Investigating the effects of SFK overexpression on the development of cancer in zebrafish
Max Williams
SRC Family Kinases (SFKs) are key regulatory kinases, involved in the cell signaling related to scheduled cell death and cell division. SFKs are aberrantly activated in many cancers, such as breast, prostate, and non-small cell lung cancer. Much of the current research focuses on a single family member, SRC. Additionally, given their role in cancer signaling, most of what is known about these kinases comes from cancer research. Thus, we aim to investigate the role of the different SFK members in zebrafish, starting with zebrafish development using embryos. We hypothesize that modulation of these kinases will have distinct phenotypic effects in normal zebrafish development, varying based on the tissue or developmental stage in which the change occurs. To test the effects of SFK overexpression in cells, plasmid DNA encoding these proteins of interest will be microinjected into zebrafish embryos. Development of these embryos will be monitored, and any impacts or changes to the development of the organ systems will be evaluated.

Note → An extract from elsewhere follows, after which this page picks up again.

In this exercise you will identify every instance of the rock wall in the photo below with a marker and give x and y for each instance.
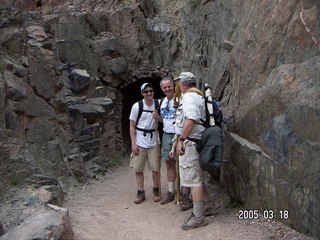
(63, 73)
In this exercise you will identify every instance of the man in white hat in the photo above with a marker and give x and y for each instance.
(143, 142)
(191, 174)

Additionally, gene and protein expression of these SFK members will be tested against control embryos to determine if there is cross-regulation of the family. SFKs interact with, and mediate the signals from, a variety of cell surface receptors, including receptor tyrosine kinases (RTKs) and G-coupled protein receptors. Because of this, the difference in expression of common signaling pathways will be measured for correlation with any observed phenotypic irregularities that appear. Of particular note will be phenotypic irregularities similar to symptoms of cancer, namely uninhibited cell proliferation or insufficient apoptotic activity.
Max Williams is a junior biology major. He is a member of the Tribeta National Biological Honors Society and plans to pursue a career in genetics research.